The concluding section is the prophecy against Zidon. “Again the word of Jehovah came unto me, saying, Son of man, set thy face against Zidon, and prophesy against it. And say, Thus saith the Lord Jehovah, Behold, I am against thee, Ο Zidon; and I will be glorified in the midst of thee: and they shall know that I am Jehovah, when I shall have executed judgments in her, and shall be sanctified in her. For I will send into her pestilence, and blood into her streets; and the wounded shall be judged in the midst of her by the sword upon her on every side; and they shall know that I am Jehovah. And there shall be no more a pricking brier unto the house of Israel, nor any grieving thorn of all that are round about them, that despise them; and they shall know that I am the Lord Jehovah” (vss. 20-24). God is now known in and by His grace in Christ Jesus our Lord. As before the gospel it was by His judgments, so will it be again when the acceptable year of Jehovah opens with the day of vengeance of our God. And how solemn the difference of the lines measured out to Zidon and Israel!
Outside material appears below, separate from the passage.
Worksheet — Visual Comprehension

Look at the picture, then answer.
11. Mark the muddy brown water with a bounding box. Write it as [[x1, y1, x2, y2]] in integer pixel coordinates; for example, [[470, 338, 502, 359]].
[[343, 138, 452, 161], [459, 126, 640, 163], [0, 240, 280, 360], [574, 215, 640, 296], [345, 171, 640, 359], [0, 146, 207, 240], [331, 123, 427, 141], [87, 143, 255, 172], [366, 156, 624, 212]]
The Zidonians should know He is Jehovah by the judgments by which He would be sanctified in their city; Israel should know Him Jehovah their God when He has gathered them in from the nations where they are still scattered and is sanctified in them in the sight of the Gentiles. “Thus saith the Lord Jehovah, When I shall have gathered the house of Israel from the people among whom they are scattered, and shall be sanctified in them in the sight of the heathen, then shall they dwell in their land that I have given to My servant Jacob. And they shall dwell safely therein, and shall build houses, and plant vineyards; yea, they shall dwell with confidence, when I have executed judgments upon all those that despise them round about them; and they shall know that I am Jehovah their God” (vss. 25-26).